Contests and giveaways always sound like a good idea for lead generation, name recognition and member loyalty. But as is the case with any marketing effort, there are ways to excel and ways to screw it up. Here’s the advice our industry experts offered.
1. Always follow up on the leads you generate. If you’ve spent the time and effort to run a contest, why wouldn’t you want to capitalize on it? Failure to contact the entrants afterward will torpedo your return on investment. “I think that’s one of the biggest mistakes that not only credit unions, but other clients I used to work with, would make,” says CUES member Jennifer Norris, chief marketing and development officer at Cleveland-based $235 million Firefighters Community Credit Union.

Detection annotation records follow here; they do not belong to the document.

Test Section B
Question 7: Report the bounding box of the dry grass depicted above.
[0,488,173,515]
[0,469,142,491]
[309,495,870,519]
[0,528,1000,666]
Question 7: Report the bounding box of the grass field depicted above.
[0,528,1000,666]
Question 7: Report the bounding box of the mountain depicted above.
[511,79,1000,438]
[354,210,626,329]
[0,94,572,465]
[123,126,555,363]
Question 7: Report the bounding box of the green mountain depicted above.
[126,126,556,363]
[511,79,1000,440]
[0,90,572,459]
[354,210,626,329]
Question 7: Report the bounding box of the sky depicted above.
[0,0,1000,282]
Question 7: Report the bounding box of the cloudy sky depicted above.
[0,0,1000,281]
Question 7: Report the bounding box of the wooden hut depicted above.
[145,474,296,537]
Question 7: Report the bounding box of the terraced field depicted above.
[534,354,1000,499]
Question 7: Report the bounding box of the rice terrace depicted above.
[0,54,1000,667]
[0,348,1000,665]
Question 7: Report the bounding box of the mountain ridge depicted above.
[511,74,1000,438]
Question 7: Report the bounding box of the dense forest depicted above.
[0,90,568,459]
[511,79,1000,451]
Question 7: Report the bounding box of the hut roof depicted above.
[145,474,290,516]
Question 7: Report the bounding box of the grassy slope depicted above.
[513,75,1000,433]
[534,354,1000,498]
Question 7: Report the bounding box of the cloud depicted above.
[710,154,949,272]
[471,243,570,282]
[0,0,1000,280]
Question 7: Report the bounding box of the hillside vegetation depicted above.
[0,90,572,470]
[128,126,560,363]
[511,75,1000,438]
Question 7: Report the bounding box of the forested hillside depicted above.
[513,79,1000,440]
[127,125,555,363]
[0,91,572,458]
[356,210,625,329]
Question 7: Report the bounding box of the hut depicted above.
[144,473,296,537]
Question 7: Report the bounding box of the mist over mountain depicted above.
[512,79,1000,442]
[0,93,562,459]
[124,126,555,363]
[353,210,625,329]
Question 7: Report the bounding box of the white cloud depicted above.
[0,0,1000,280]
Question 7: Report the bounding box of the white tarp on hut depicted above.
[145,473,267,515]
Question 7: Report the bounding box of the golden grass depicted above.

2. If your contest involves social media—for example, if people enter the contest by commenting on Facebook or posting a photo to Instagram—make sure you have the staff resources to keep on top of it. “It can get away from you quickly,” warns CUES member Carol Lloyd Neill, VP/interactive media at $1.2 billion Altra Federal Credit Union, Onalaska, Wis. “It’s all right if you’re going to get a couple hundred people entering, but if you’re going to have thousands of people enter, that can be very time-consuming to try and track.” Some CUs might fare better running large contests a different way.
3. Don’t use online “speed bumps” and gateways. Contest-specific landing pages can run afoul of people’s ad and popup blockers, keeping potential entrants from getting through. “We used a gateway page early on for a holiday contest,” Lloyd Neill says. “The amount of time that we spent troubleshooting and walking people through it probably undid any goodwill that we gained. And it made it much more time-consuming than it needed to be.”
4. Give a prize that befits the audience. If you’re not sure, give entrants an option to take the prize value in cash, or just offer cash in the first place.
5. Be active in schools, says CUES member Patrick Redo, CEO of $39 million allU.S. Credit Union, Salinas, Calif. “Let them know you have knowledge that you’re happy to share. They’re looking for somebody to educate the kids, but the big banks aren’t doing a whole lot. It’s an opportunity for us.” Bonus: Kids are wildly enthusiastic about such small prizes as pizza parties and $25 checks, and they look great in publicity photos.
6. Finally, promote your contests and giveaways heavily. Allocate a significant percentage of your contest budget to marketing, be it in-branch signage, emails, mailers or social media ads. If you don’t advertise, no one will enter.
Jamie Swedberg is a freelance writer based in Georgia.